Elastin is the dominant building block of elastic fibers that impart structural integrity and elasticity to a range of important tissues, including the lungs, blood vessels, and skin. The elastic fiber assembly process begins with a coacervation stage where tropoelastin monomers reversibly self-assemble into coacervate aggregates that consist of multiple molecules. In this paper, an atomistically based coarse-grained model of tropoelastin assembly is developed. Using the previously determined atomistic structure of tropoelastin, the precursor molecule to elastic fibers, as the basis for coarse-graining, the atomistic model is mapped to a MARTINI-based coarse-grained framework to account for chemical details of protein–protein interactions, coupled to an elastic network model to stabilize the structure. We find that self-assembly of monomers generates up to ∼70 ​nm of dense aggregates that are distinct at different temperatures, displaying high temperature sensitivity. Resulting assembled structures exhibit a combination of fibrillar and globular substructures within the bulk aggregates. The results suggest that the coalescence of tropoelastin assemblies into higher order structures may be reinforced in the initial stages of coacervation by directed assembly, supporting the experimentally observed presence of heterogeneous cross-linking. Self-assembly of tropoelastin is driven by interactions of specific hydrophobic domains and the reordering of water molecules in the system. Domain pair orientation analysis throughout the self-assembly process at different temperatures suggests coacervation is a driving force to orient domains for heterogeneous downstream cross-linking. The model provides a framework to characterize macromolecular self-assembly for elastin, and the formulation could easily be adapted to similar assembly systems.

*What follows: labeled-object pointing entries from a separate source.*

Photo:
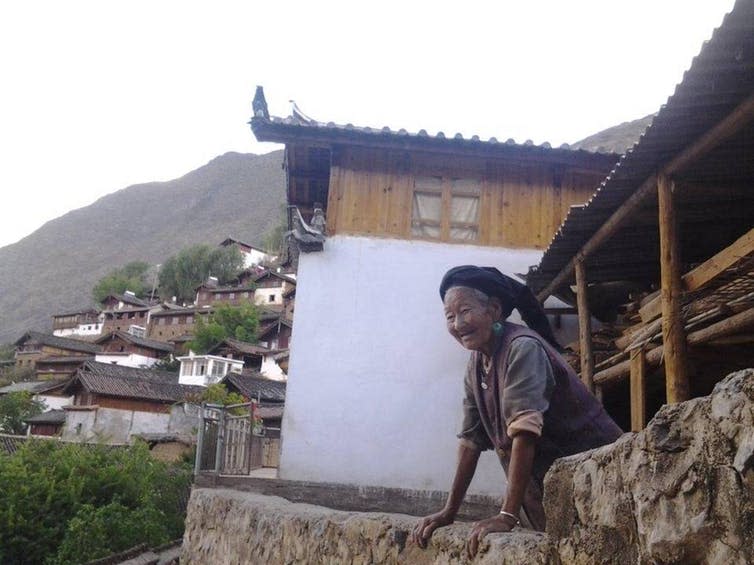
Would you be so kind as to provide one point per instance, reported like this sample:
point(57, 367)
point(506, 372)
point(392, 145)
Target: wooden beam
point(585, 329)
point(638, 390)
point(730, 326)
point(727, 127)
point(706, 272)
point(671, 294)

弹性蛋白是弹性纤维的主要组成部分，可赋予一系列重要组织包括肺，血管和皮肤以结构完整性和弹性。弹性纤维组装过程从凝聚阶段开始，在该阶段，原弹性蛋白单体可逆地自组装为凝聚分子，该凝聚体由多个分子组成。本文建立了一个基于原子的原弹性蛋白组装的粗粒度模型。使用先前确定的弹性蛋白的前体分子原弹性蛋白的原子结构作为粗粒度的基础，将原子模型映射到基于MARTINI的粗粒度框架，以解释蛋白质间相互作用的化学细节弹性网络模型来稳定结构。我们发现单体的自组装产生了高达70纳米的致密聚集体，这些聚集体在不同温度下是不同的，显示出高温敏感性。所得的组装结构在散装骨料中表现出原纤维状和球形亚结构的组合。结果表明，在凝聚的最初阶段，通过定向组装可以增强原弹性蛋白组装体向高级结构的聚结，从而支持了实验观察到的异质交联的存在。原弹性蛋白的自组装由特定疏水域的相互作用和系统中水分子的重排驱动。在不同温度下整个自组装过程中的畴对取向分析表明，凝聚是使畴取向以进行异质下游交联的驱动力。该模型提供了表征弹性蛋白大分子自组装的框架，并且该制剂可以轻松地适应类似的组装系统。